Cargill-Macmillan family: Planting food, harvesting fortunes

“Control oil and you control nations;
control food and you control the people.”
Henry Kissinger

According to Forbes, the Cargill-MacMillan family is one of the wealthiest clans in the United States (number four in the world ranking, after the Koch and Mars families), and some people even affirm that it is one of the most powerful and influential families of the whole world. Yet, there is not so much information online about this discrete clan, which is very weird, considering the importance they have in global economy. If we think of large companies in the world food industry, probably Coca-Cola, Quaker, Nestle and Kellogg’s will be in the list; but Cargill will not be among the names for sure. In fact, only few know that a high percentage of the world’s food production is directly related with the business of this family, which in one year bills an average of one hundred billion dollars thanks to the supply of basic ingredients to large companies in this industry area, and the supply of food for cattle. What is the story of this mysterious family then?

Everything started with the senior American businessman John Hugh MacMillan (La Crosse, Wisconsin, 1869 – 1944). His father, Duncan MacMillan, was the La Crosse State Bank director, and John H. started to work there as a teenager. He took the leadership of the Cargill Company after his father’s death and he got married to William Wallace´s Cargill daughter, Edna Clara. In fact, thanks to his work, he saved the company from a sharp-fall bankruptcy and he consolidated one of the two Cargill branches, the millionaire clan, which holds a fortune that currently goes beyond the 1.2 billion dollars.

The Cargill Company is a private multinational corporation, based in Minnesota. The first grain storing by William Wallace´s enterprise occurred in 1865, when he and his younger brother, Samuel, moved to Lime Springs, Iowa, to get involved in agricultural activities.

In 1868, just three years after the ending of the American Civil War, William Wallace Cargill moved to Minnesota for acquiring facilities, and his great agricultural expansion went ahead in the second quarter of 19th century. The expansion of the company ended in La Crosse, Wisconsin, where, in 1890, the company Cargill Bros controlled more than one hundred structures in several states. However, today the headquarters are in Minnetonka, Minnesota, and are known as the bunker of Cargill. In 1943, Cargill got involved with the business of acquiring soybean processing plants in Cedar Rapids and Fort Dodge, Iowa; and Springfield, Illinois. Today, Cargill Incorporated, led by Gregory Page and David MacLennan, lead the list of American companies that are not listed on Wall Street. In 2003, the family divided a portion of its financial operations in an investment fund called Black River Asset Management. At the same time, the company made a spin-off of its business by trading fertilizers and agrochemicals through a company called Mosaic Co., and which is listed on the New York Stock Exchange.

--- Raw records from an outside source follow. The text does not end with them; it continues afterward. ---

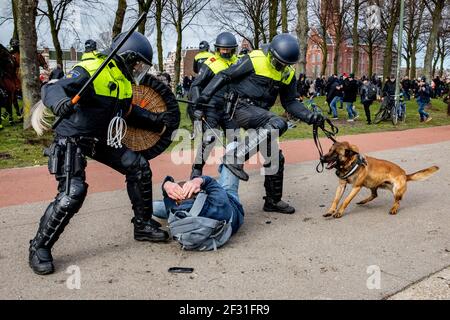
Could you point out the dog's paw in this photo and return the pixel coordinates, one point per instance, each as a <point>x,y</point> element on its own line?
<point>329,213</point>
<point>338,215</point>
<point>393,212</point>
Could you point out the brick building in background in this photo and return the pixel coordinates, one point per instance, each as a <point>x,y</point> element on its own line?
<point>329,11</point>
<point>314,57</point>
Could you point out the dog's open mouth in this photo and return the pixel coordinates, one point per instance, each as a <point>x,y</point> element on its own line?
<point>331,164</point>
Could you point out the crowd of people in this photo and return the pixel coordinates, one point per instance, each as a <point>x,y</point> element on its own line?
<point>344,89</point>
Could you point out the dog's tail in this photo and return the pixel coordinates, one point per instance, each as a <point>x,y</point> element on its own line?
<point>422,174</point>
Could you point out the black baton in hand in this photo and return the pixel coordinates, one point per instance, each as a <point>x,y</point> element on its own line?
<point>102,66</point>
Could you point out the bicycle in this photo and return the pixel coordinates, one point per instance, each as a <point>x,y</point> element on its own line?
<point>312,106</point>
<point>390,111</point>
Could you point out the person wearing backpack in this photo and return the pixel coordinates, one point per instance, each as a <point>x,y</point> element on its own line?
<point>202,213</point>
<point>368,95</point>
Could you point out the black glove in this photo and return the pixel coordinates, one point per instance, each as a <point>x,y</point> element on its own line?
<point>201,100</point>
<point>64,108</point>
<point>169,120</point>
<point>316,119</point>
<point>198,114</point>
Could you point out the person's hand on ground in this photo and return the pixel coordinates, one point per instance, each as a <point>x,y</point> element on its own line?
<point>174,191</point>
<point>191,187</point>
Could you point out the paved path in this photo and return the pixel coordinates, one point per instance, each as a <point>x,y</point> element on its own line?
<point>28,185</point>
<point>273,256</point>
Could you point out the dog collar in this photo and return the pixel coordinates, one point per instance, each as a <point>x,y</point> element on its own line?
<point>360,161</point>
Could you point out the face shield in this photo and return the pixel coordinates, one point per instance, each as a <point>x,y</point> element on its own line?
<point>140,69</point>
<point>277,64</point>
<point>226,53</point>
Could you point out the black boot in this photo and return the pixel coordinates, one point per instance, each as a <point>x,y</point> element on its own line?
<point>139,187</point>
<point>271,205</point>
<point>148,230</point>
<point>40,260</point>
<point>56,217</point>
<point>274,190</point>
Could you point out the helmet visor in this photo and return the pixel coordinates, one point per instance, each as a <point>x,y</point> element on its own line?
<point>277,64</point>
<point>140,69</point>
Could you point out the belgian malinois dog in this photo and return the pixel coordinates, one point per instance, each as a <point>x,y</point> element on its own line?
<point>364,171</point>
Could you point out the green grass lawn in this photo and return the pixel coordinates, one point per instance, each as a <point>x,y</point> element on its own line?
<point>20,148</point>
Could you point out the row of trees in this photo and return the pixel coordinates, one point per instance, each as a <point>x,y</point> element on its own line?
<point>427,26</point>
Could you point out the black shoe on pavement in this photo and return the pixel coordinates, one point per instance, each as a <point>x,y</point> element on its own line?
<point>41,260</point>
<point>148,230</point>
<point>280,206</point>
<point>238,171</point>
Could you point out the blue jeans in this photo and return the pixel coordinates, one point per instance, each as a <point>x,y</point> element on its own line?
<point>351,113</point>
<point>333,106</point>
<point>227,180</point>
<point>422,113</point>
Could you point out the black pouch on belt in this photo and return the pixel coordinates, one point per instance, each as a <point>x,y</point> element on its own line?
<point>53,153</point>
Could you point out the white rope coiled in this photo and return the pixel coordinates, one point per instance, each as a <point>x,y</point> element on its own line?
<point>117,130</point>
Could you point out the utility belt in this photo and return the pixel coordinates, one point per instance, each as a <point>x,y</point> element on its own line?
<point>66,155</point>
<point>233,102</point>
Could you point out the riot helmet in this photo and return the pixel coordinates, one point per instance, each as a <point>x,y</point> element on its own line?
<point>283,50</point>
<point>226,45</point>
<point>90,45</point>
<point>203,46</point>
<point>136,54</point>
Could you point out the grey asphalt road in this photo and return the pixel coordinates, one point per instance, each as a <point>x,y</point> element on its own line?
<point>273,256</point>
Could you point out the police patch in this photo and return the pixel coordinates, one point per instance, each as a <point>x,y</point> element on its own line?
<point>72,74</point>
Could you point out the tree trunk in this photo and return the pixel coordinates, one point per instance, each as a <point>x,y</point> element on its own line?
<point>438,55</point>
<point>14,10</point>
<point>432,39</point>
<point>158,18</point>
<point>144,7</point>
<point>387,57</point>
<point>337,51</point>
<point>26,28</point>
<point>273,16</point>
<point>54,32</point>
<point>302,33</point>
<point>120,16</point>
<point>370,54</point>
<point>178,53</point>
<point>413,71</point>
<point>355,67</point>
<point>284,17</point>
<point>408,64</point>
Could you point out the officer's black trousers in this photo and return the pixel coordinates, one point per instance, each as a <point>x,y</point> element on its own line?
<point>66,204</point>
<point>253,117</point>
<point>215,119</point>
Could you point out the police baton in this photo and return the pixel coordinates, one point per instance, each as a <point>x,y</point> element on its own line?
<point>77,97</point>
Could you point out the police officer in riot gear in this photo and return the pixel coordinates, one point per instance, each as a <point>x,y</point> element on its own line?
<point>225,56</point>
<point>90,49</point>
<point>258,79</point>
<point>202,56</point>
<point>83,132</point>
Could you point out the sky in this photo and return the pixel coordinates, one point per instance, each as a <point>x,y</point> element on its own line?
<point>88,23</point>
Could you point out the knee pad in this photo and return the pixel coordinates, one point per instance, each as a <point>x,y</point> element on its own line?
<point>72,202</point>
<point>277,123</point>
<point>136,166</point>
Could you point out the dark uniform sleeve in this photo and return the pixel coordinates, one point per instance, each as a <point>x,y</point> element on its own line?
<point>201,81</point>
<point>53,93</point>
<point>195,66</point>
<point>289,102</point>
<point>239,70</point>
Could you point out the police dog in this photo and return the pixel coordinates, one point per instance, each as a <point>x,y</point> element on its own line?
<point>363,171</point>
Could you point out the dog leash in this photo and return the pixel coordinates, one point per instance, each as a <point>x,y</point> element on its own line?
<point>330,134</point>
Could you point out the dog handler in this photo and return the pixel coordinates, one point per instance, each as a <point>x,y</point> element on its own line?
<point>86,131</point>
<point>258,79</point>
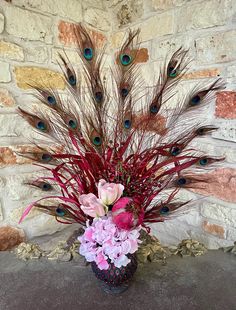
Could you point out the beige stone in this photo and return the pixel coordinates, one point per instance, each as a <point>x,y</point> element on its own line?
<point>1,23</point>
<point>6,99</point>
<point>10,50</point>
<point>157,26</point>
<point>97,18</point>
<point>5,74</point>
<point>218,212</point>
<point>37,54</point>
<point>73,56</point>
<point>217,48</point>
<point>10,237</point>
<point>26,76</point>
<point>28,25</point>
<point>71,9</point>
<point>128,12</point>
<point>213,13</point>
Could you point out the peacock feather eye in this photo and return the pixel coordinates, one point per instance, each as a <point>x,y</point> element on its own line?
<point>98,97</point>
<point>46,186</point>
<point>203,161</point>
<point>124,92</point>
<point>51,100</point>
<point>125,59</point>
<point>97,141</point>
<point>164,210</point>
<point>181,181</point>
<point>175,150</point>
<point>72,80</point>
<point>195,100</point>
<point>41,126</point>
<point>172,72</point>
<point>72,123</point>
<point>46,157</point>
<point>127,124</point>
<point>60,212</point>
<point>154,109</point>
<point>88,53</point>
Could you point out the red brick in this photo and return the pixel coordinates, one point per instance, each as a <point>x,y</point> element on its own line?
<point>67,36</point>
<point>226,105</point>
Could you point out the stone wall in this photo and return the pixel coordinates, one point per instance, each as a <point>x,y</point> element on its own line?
<point>32,33</point>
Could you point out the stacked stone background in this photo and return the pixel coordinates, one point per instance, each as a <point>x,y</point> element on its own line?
<point>32,32</point>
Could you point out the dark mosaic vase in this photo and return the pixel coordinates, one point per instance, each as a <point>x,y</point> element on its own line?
<point>116,280</point>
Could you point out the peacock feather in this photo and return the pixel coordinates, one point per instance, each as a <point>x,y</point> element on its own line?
<point>129,135</point>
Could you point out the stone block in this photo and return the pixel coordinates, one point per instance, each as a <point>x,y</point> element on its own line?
<point>216,48</point>
<point>2,22</point>
<point>202,74</point>
<point>73,56</point>
<point>222,184</point>
<point>128,12</point>
<point>28,25</point>
<point>97,18</point>
<point>41,225</point>
<point>214,229</point>
<point>66,35</point>
<point>26,76</point>
<point>157,26</point>
<point>220,213</point>
<point>197,16</point>
<point>226,105</point>
<point>6,99</point>
<point>10,50</point>
<point>5,74</point>
<point>37,54</point>
<point>226,130</point>
<point>71,9</point>
<point>10,237</point>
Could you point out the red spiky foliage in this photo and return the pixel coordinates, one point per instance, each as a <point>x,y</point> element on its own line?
<point>131,137</point>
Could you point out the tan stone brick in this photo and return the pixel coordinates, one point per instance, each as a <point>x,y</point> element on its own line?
<point>201,74</point>
<point>195,16</point>
<point>117,39</point>
<point>5,74</point>
<point>157,26</point>
<point>128,12</point>
<point>218,212</point>
<point>97,18</point>
<point>10,237</point>
<point>10,50</point>
<point>73,56</point>
<point>26,76</point>
<point>6,99</point>
<point>217,48</point>
<point>71,9</point>
<point>67,36</point>
<point>222,184</point>
<point>1,23</point>
<point>226,105</point>
<point>37,54</point>
<point>28,25</point>
<point>214,229</point>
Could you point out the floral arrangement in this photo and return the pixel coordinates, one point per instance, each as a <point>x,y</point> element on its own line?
<point>114,231</point>
<point>117,167</point>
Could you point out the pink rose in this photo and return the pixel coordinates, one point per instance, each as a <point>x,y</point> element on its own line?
<point>127,214</point>
<point>91,205</point>
<point>109,193</point>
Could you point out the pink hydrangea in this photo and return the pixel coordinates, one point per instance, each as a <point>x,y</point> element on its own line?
<point>104,242</point>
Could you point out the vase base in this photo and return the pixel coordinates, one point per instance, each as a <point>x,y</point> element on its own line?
<point>114,290</point>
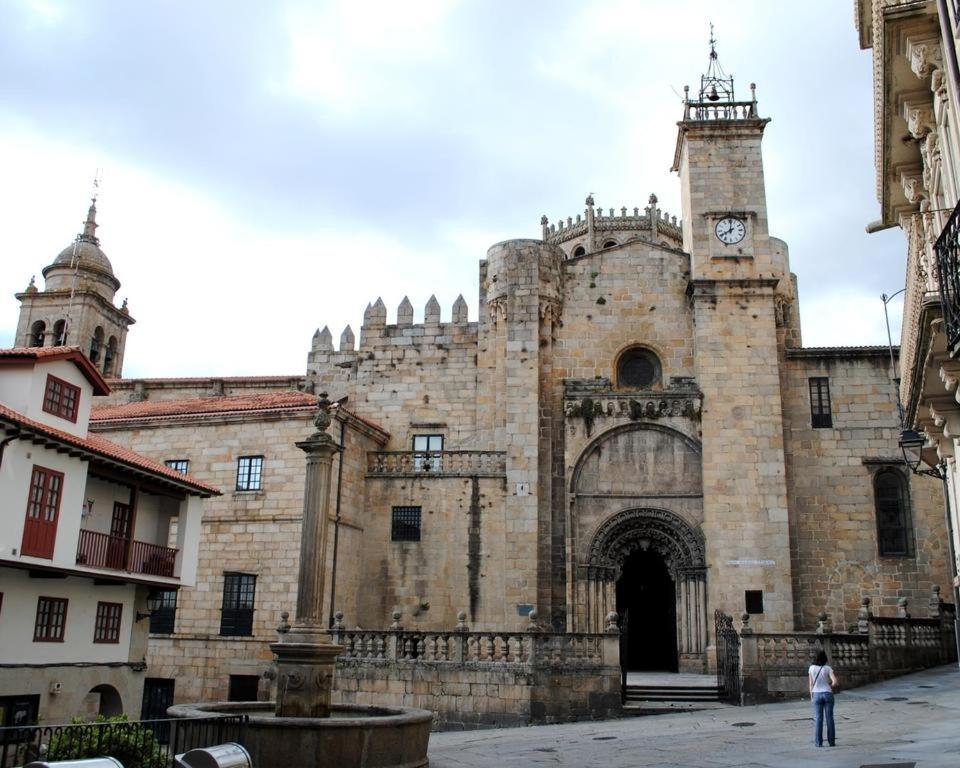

The company, founded by brothers William and Sam Cargill in 1865, was conceived in its beginnings as a simple business, dedicated exclusively to the production and distribution of grain. In 1895, when the family grew thanks to the wedding of John MacMillan with Edna Clara, the company grew to the very skies and much has happened since then. Although it still is a family business, its growth has been spectacular. With 160,000 employees in seventy countries, Cargill is the largest US agricultural company, and controls, just like Bunge, Archer and Louis Dreyfus, the seventy percent of the world food trade. But its domain encompasses much more than just food. Cargill is also active in the transport, finance, cosmetics, pharmaceuticals and energy industry. So, the big question of why such a company, of such magnitude is hardly known is still in the air. The financial advisor Patrick Dwyer considers that the main reason is a simple and understandable discretion. Its chairman, Gregory Page, or his advisers, including several members of the Cargill-MacMillan clan, never give interviews as a rule, and they have never needed to be present in the mass media.

Cargill Inc_patrick dwyer_american financial titans_Cargill-Macmillan family
Image courtesy of skhakirov at Flickr.com

There are hardly any pictures of them, even in the Forbes list of billionaires, in which seven of them appear between posts 200 and 400, with an estimated fortune of four thousand seven hundred and twenty-four hundred million each. The company, was bought by Monsanto in 1998, and the latter mixed its GMO improvements with the Cargill-MacMillan seeds production. The company continues to fatten its accounts, and even more in the current world food market, whose prices experienced in February its eighth consecutive monthly rise, and has set a new record, as it was registered in the Food Price Indicator of the UN Organization for Food and Agriculture (FAO).